Although the state is home to numerous varieties of snakes, the Alabama Cooperative Extension System said there are only six venomous snakes native to the state. Those snakes — eastern diamondback rattlesnake, timber rattlesnake, pygmy rattlesnake, copperhead, cottonmouth and coral — can do a great deal of damage with a single bite, so it is important to seek medical attention promptly if bitten by any snake.
To avoid being bitten by a snake, the Alabama Department of Public Health recommends the following:
•When entering any area, use caution.
•Use a stick or some type of rod to move objects slowly and carefully to check for anything hidden behind them.
•If possible, wear boots and heavy gloves when clearing an area and work with someone else.
•Make noise when entering an area to alert snakes to your presence and to cause them to make a sound or movement that will tell you their location.
•Snakes will not usually bite unless cornered, handled or stepped on, and most snakes are not poisonous.
•If you find a snake, it is best to leave it alone. Snakes will return to their own environment away from humans as quickly as they can. Snakes help keep the rodent population down, so it is best not to kill them unless absolutely necessary.
•If you must kill a snake, one of the most effective methods is to use a long-handled hoe to strike it in the back of the snake's head.
•Be sure to warn children to watch out for snakes and not to get close to them. Tell them it is best to back off quickly and quietly from a snake to avoid making it feel threatened.
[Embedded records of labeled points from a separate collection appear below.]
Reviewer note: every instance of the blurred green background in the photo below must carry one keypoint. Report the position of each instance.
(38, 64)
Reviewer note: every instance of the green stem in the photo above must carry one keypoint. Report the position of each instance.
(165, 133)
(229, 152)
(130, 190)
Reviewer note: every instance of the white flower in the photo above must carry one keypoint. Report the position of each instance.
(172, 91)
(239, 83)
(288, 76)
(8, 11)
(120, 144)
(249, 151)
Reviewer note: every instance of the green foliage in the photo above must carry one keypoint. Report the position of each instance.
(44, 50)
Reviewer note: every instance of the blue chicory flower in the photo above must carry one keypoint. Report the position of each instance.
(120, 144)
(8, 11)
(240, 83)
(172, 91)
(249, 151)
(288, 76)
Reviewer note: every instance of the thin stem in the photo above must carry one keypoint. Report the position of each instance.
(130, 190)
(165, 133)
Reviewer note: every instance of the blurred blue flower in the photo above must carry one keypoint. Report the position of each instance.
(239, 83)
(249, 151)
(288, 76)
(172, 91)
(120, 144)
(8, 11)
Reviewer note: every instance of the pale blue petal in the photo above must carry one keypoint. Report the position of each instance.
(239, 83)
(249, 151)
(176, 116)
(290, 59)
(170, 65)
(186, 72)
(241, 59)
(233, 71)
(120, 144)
If bitten, remain as calm as possible, follow these guidelines from the ADPH and seek immediate medical attention:
•Try to stay as calm as possible. The victim should be made to lie still and keep the bitten area still to keep the poison from entering other areas of the body.
•The victim should try to remember what the snake looks like. If someone else can kill the snake, it should be saved for identification by medical personnel.
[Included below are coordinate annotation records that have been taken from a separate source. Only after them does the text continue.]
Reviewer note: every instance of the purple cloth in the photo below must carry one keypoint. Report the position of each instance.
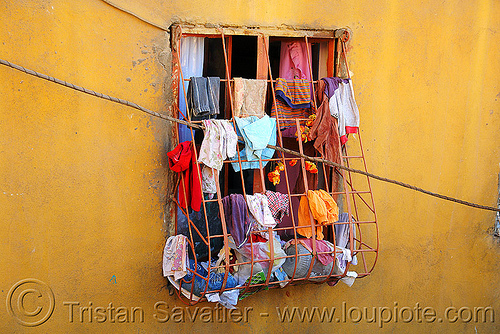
(236, 216)
(332, 84)
(321, 246)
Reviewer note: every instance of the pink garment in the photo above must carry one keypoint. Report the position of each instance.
(293, 61)
(175, 257)
(321, 246)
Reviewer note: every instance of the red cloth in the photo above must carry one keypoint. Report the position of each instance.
(182, 159)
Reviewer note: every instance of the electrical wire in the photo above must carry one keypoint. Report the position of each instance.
(277, 148)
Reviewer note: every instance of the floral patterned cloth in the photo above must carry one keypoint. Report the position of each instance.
(249, 97)
(175, 257)
(278, 204)
(259, 208)
(219, 143)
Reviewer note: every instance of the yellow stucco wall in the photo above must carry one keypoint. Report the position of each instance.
(83, 181)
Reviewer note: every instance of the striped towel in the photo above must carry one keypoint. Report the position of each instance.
(293, 100)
•If possible, victims should be carried to medical help or have help brought to them. A bite victim should walk only if necessary and then very slowly.
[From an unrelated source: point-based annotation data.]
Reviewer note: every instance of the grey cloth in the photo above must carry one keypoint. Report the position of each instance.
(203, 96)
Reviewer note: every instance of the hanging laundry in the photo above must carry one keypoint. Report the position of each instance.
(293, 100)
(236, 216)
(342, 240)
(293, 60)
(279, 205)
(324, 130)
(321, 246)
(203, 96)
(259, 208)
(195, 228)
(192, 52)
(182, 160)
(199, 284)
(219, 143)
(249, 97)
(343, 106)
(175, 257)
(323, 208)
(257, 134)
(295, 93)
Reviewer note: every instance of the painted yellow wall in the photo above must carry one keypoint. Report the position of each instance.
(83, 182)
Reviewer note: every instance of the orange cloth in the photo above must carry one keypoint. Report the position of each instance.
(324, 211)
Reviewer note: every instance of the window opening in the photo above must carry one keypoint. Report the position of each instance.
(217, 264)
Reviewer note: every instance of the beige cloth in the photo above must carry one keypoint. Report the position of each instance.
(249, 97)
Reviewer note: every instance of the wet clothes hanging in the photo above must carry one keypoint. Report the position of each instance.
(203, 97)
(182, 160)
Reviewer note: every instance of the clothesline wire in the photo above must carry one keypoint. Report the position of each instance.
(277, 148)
•Symptoms of poisonous snake bites vary, but for rattlesnakes, cottonmouths, and copperheads, symptoms include severe pain, rapid swelling at the wound site, weakness, nausea and vomiting, blurred vision, breathing difficulty, convulsions and shock.
•The symptoms of a coral snake bite differ in that there is slight pain and swelling at the bite site and the victim may experience difficulty in speaking, drooping eyelids, heavy sweating and drooling, drowsiness and paralysis in addition to nausea, blurred vision and vomiting.
•Absence of distinct fang punctures and failure of local pain, swelling, numbness or weakness to appear within 20 minutes are strong evidence against snake venom poisoning.
•If the victim is not breathing, try to restore breathing.
•Unless used properly, tourniquet or snake bite kits may do more harm than good. If you tie anything above the bite area to prevent the spread of the poison, you should be able to slip your finger under what you have used as a tourniquet. If the area under the tourniquet swells, move the tourniquet two to four inches above where you first placed it. If it is a coral snake bite, DO NOT use a tourniquet.
•If you use a snake bite kit, follow the instructions. Do not cut any deeper than the skin or you may damage muscles, nerves or tendons. A rubber bulb, breast pump or heated jar are all preferable to mouth suction, but if other means are not available and the person sucking out the venom has no open mouth sores, mouth suction may be used. Do not swallow the venom — spit it out.
•Never use cold or ice compresses on the victim. The cold may damage the tissue.
•Do not give the victim food or alcoholic beverages. The victim may have small sips of water if he or she is conscious and is able to drink without choking or vomiting.
•Even if the snake bite is believed to be non-poisonous, medical help should be sought and a tetanus shot may be required.